SP: So is that experience what drives you to continue collecting?
DD: Well, I’m collecting for another reason as well: to support the work of living artists. One of the artists whose work I collect is Vlad Pronkin. He’s from Estonia, and he’s selling his art directly to the public on eBay and in other places. His studio is very efficient at doing this, and his success enables him to travel and get inspiration. His art is very muralistic in style, but he’s painting it on canvas, or in some cases, oil on paper. I’ve bought three of his pieces, and joined a Facebook group of people who like his work. I’m able to interact with him.
There’s a direct relationship between us. I’m buying something that I love from him, and he’s using that sale to fund his work and life. That’s an immensely good feeling. And it isn’t charity either; I wouldn’t buy the work if I didn’t like it. It reminds me of Kiva, which IS a charity, but one that allows you to invest in a business and help make that business self-sustaining, so you fill the world with self-reliant entrepreneurs. As an entrepreneur, I love that idea. It inspires me.
After I purchased one of his works, Pronkin sent me a photo with a note that said, “I just want you to see this. This is what’s under your painting.” The piece I had bought was painted over another one of his paintings—something painters do a lot—and he wanted me to have a photograph of the original. It’s a great little piece of historical knowledge, and I only know it because he was able to tell me.

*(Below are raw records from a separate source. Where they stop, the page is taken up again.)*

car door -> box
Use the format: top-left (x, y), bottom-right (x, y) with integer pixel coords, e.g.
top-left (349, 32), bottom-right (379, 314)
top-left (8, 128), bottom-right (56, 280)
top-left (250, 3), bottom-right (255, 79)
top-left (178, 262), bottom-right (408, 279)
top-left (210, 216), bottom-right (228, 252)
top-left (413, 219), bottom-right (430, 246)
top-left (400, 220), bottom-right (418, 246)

SP: How do we encourage more folks to get interested in collecting original art?
DD: First, we have to learn to talk about what we like, without being self-conscious or having the language owned by someone else. There’s a general aesthetic bewilderment right now. We’ve lost an aesthetic language. If you interviewed people outside of a movie theater, and you asked them what they thought about a movie they liked, you’d hear, “It was good, really good.” Good is our default. How was the food? Good. How are you feeling? Good.
We’ve lost a refined aesthetic language for talking about film and classical music and fine art, and the only way we’re ever going to get that back is to free the conversation. You can’t develop the language in a vacuum, because right now it’s the language of specialized tastemakers. It would be like trying to introduce academic language into public consciousness. You can’t do it that way because it’s not how normal people talk. In order to have an aesthetic vocabulary, and to be able to talk about art, we have to liberate the discussion from its captivity.
SP: What has art collecting meant for you, in your daily life?
DD: I write and consult and lead teams from my home office all day long, and that energy used to bounce off the walls back at me. I’d walk into the room in a hyper and frenetic state because of all the work I had pending and everything that was on my mind. It was unrelenting. After I started hanging art on my walls, things changed. I had a window onto something aspirational. Now, when I walk into the office, I exhale instead of holding it all in.
And there’s something else that I didn’t know until I started collecting: I can smell the art. It’s very faint, subtle. Some might say it’s in my head but I’m convinced I can smell it, and that’s comforting as well. It represents freedom—like the scent of a plane that’s being fueled up just before takeoff.